None of this is good news for the human spirit. We need to keep desire alive. We depend on faith; records will fall only to those who believe it is possible. The heroes of my boyhood—Jim Ryun, Peter Snell, Herb Elliott, Steve Prefontaine, Billy Mills—achieved their status and success through sheer guts and work. They aspired to be gods—and to my high school cross-country mates and me, they were gods on some level. Yet the real reason we saw Pre and the others as heroes was that we secretly believed we were elementally equal. We were convinced that, if we only tried, if we did what they did, then we too could rank among the gods. To think that if they lived and ran today they would all be left in the dust by a herd of modern runners is devastating to my psyche. At our core we are endurance predators driven by dreams, spurred on by the antelope that we can't see but know is out there, somewhere, up ahead. To continue pushing, though, we must believe it's catchable—if only we apply ourselves.

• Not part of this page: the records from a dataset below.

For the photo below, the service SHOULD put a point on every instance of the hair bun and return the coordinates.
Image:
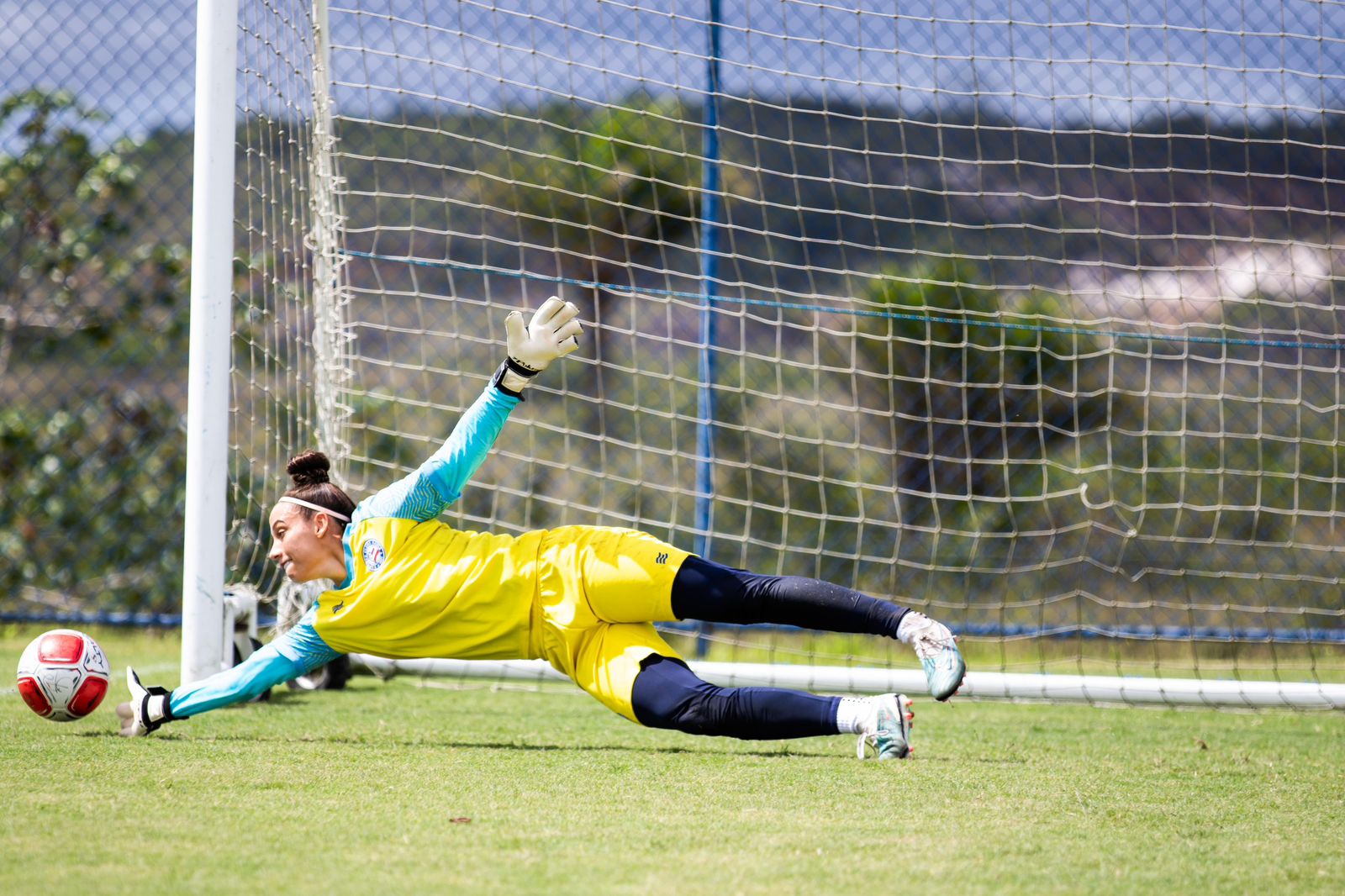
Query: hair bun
(309, 468)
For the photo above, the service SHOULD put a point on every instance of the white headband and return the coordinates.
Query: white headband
(287, 499)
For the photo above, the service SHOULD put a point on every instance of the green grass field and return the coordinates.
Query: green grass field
(405, 788)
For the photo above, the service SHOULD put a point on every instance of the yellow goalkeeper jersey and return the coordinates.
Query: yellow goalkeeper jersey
(423, 588)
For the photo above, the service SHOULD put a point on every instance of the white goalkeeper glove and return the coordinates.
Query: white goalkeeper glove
(553, 334)
(147, 710)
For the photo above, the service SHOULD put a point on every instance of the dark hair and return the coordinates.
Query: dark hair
(309, 472)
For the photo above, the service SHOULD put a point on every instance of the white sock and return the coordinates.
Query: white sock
(856, 716)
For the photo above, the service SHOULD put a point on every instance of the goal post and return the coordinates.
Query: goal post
(203, 636)
(1026, 320)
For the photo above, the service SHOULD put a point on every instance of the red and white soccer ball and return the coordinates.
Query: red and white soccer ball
(64, 674)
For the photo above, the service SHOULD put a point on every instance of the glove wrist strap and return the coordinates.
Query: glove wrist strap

Like the North American antelope's residual ability to outrun a cheetah—a cat that became extinct on the continent some 10,000 years ago—our abilities to run, throw, and jump are leftovers in our survival tool kits. As such, we use them in play because they are instinctually important to us. I'm not as athletically capable as an antelope or a bird or an Olympic athlete, but I enjoy my own capacities and I'm inspired to stretch them by seeing what others can do. I'm humbled by what is routine to the songbird or sandpiper, awed by their ability to fly unbelievably long distances to and from specific pinpoints on the globe.

Some might argue that, if I were a bird, I would not be able to enjoy my fantastic annual journeys, following the sun from perpetual daylight on the Arctic tundra to the pampas in Argentina and back again. But I think they are wrong. What makes the blackpoll warbler strike out south in the fall after a cold front is probably not fundamentally different from what motivates me to jog down a country road on a warm and sunny day. We're both responding to ancient urges. Proof that, in our case, it's impossible to extinguish our primal enthusiasm for the chase.